Teams, die sich als hybride definieren und daraus auch ein Stück weit ihre neue Identität generieren, müssen einiges klären. Dazu gehört unter anderem die gewünschte Anwesenheit, die Form, in der Meetings organisiert und gestaltet werden, was passiert, wenn ein analoges Meeting einberufen wurde, in letzter Minute aber eine Kollegin mitteilt, dass sie doch von zu Hause arbeiten muss, oder ganz einfach, wenn ein hybrides Meeting spontan stattfinden soll, der einzige Konferenzraum im Unternehmen, der mit adäquater Technik ausgestattet ist, aber schon von einem anderen Team gebucht ist.
Die Teams kommen also nicht darum herum, klare Vereinbarungen zu treffen, diese schriftlich festzuhalten und regelmäßig darüber zu sprechen, inwieweit diese Vereinbarungen eingehalten werden, der Realität entsprechen, den Zusammenhalt und die Produktivität des Teams fördern, oder auf einen neuen Stand gebracht werden müssen.
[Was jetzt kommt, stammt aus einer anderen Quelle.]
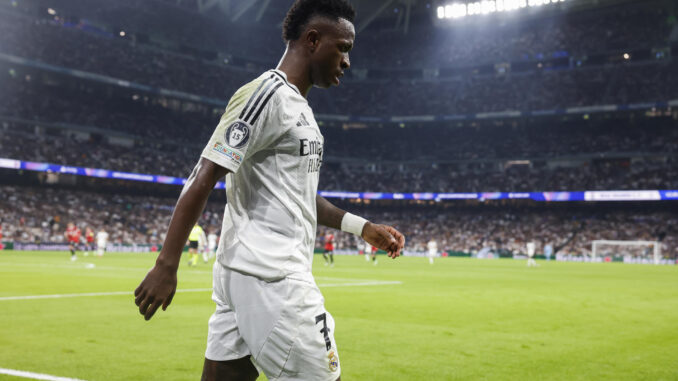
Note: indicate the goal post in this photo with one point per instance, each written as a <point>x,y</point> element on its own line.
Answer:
<point>598,248</point>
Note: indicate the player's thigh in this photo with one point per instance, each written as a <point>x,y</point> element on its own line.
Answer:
<point>238,369</point>
<point>286,327</point>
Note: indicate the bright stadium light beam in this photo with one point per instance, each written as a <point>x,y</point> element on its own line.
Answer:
<point>457,10</point>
Wir sollten das alte Mantra schnell aus unseren Köpfen bekommen, denn so ein limitierender Glaubenssatz hindert uns daran, proaktiv nach den besten Lösungen für die Herausforderungen hybrider Teams zu suchen.
Abbildung: © Shutterstock, 2021
Lieber Holger,
danke für deinen Beitrag. Ich sehe das ähnlich.
Meine Fragen gehen tatsächlich in Richtung geeigneter und auch günstiger Technik für Organisationen und Gruppen, die sich weder die Profi-Ausstattung noch feste „Hybrid-Räume“ leisten können.
Die Herausforderungen an Moderation hast du beschrieben. Sie sind auch nach meiner Einschätzung machbar.
Lieber Peter, Deine Frage verlangt eine ausführliche Antwort. Ich verrate kein Geheimnis, wenn ich sage, dass ich gerade ein Buch zum Thema “Hybride Teams” schreibe und mich darin auch der Frage der Technik beschäftigt habe. Nicht in dem Sinne, dass ich eine bestimmte Technik empfehle. Ich glaube, für Gruppen, die keine großen Budgets haben, sollte eine normale Computerausstattung reichen mit guten Bildschirmen und Lautsprechern. Man kann natürlich über die Investition in eine 360-Grad-Kamera nachdenken.
Idealerweise jedoch versucht man, solche Meetings zu vermeiden, macht häufigere kurze rein digitale Status-Updates, arbeitet viel asynchron bzw. in Kleinteams und trifft sich alle 4 Wochen einmal mit dem Gesamtteam an einem Ort. Wenn das Team nicht über die Welt verteilt ist…
Der Teufel steckt sicherlich im Detail und jedes Team muss klare Vereinbarungen darüber treffen, wie sie mit den Herausforderungen umgeht.